Bai Long Qiang haussa un sourcil à mes mots. « Le Docteur Li soigne les membres de ma famille depuis des années, » dit-il, ses yeux sondant les miens. « Il sait ce qu'il fait. »

« Ha ! » répondis-je, laissant échapper un aboiement de rire. « Il doit être vraiment vieux s'il enroule encore des côtes fêlées. La compression peut causer plus de mal que de bien puisqu'elle peut restreindre la respiration. Ça peut mener à une pneumonie ou même un effondrement partiel du poumon. C'est ça que tu veux ? Que ton poumon s'effondre ? Parce que je peux les enrouler à nouveau si tu ne me crois pas. »

« Bien sûr, je te crois, » dit Bai Long Qiang, une lueur de panique traversant son visage alors que je lui criais dessus. « Si tu dis pas de compression, je ne laisserai personne enrouler mes côtes, d'accord ? » Il leva les mains dans un geste apaisant tandis que son ami riait comme un âne à côté de lui.

« Je n'aurais jamais cru voir le jour, » ricana son ami, dont je ne me rappelais pas le nom. « Le Dieu vivant, Bai Long Qiang effrayé par une petite fille. »

« Ça le rend intelligent, » répliquai-je sèchement, mon regard ne quittant jamais le type devant moi. J'étais médecin. C'était aussi facile de prendre une vie que de la sauver. La plupart du temps, c'était plus facile.

Ça dépend juste de ta boussole morale.

Je grognai et redescendis sa chemise, lissant les boutons de sa chemise blanche jusqu'à ce que tout soit remis en place correctement.

Je voulais lui poser une question, mais je ne voulais pas que ça sonne égocentrique. « Ce n'est pas à cause de ce qui s'est passé hier, n'est-ce pas ? » demandai-je doucement.
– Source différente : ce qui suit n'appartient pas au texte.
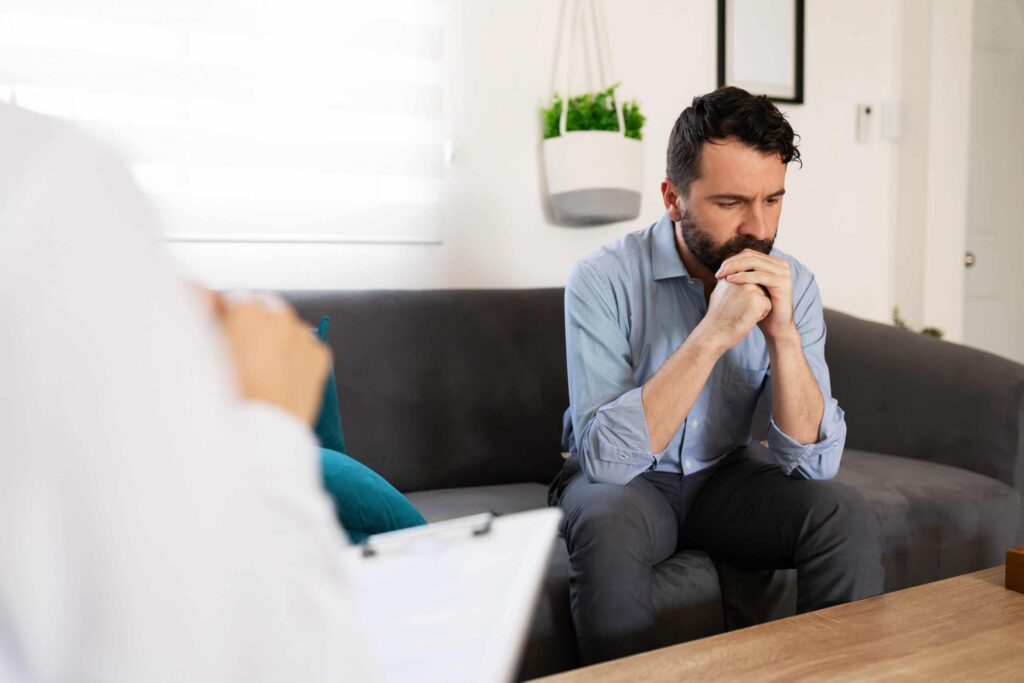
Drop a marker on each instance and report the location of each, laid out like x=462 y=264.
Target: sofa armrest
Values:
x=912 y=395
Je voulais vraiment lui demander si ses côtes étaient fêlées à cause de moi, mais je n'arrivais pas à prononcer les mots.

« Non, » m'assura-t-il, me tapotant la tête. « Je pars pour l'armée dans trois ans, et Papa a décidé que je dois intensifier mon entraînement. On pourrait penser que l'armée est plus clémente avec ceux dont les familles sont dans le militaire, mais c'est l'inverse. Je suis juste en train de me préparer. »

J'ai hoché la tête. J'étais presque sûre qu'il me baratinait en ce moment, mais je n'allais pas le dénoncer.

J'étais aussi énervée à l'idée qu'il me laisse dans trois ans.

Ça ira. J'avais passé 25 ans sans lui ; je pouvais en passer encore 25.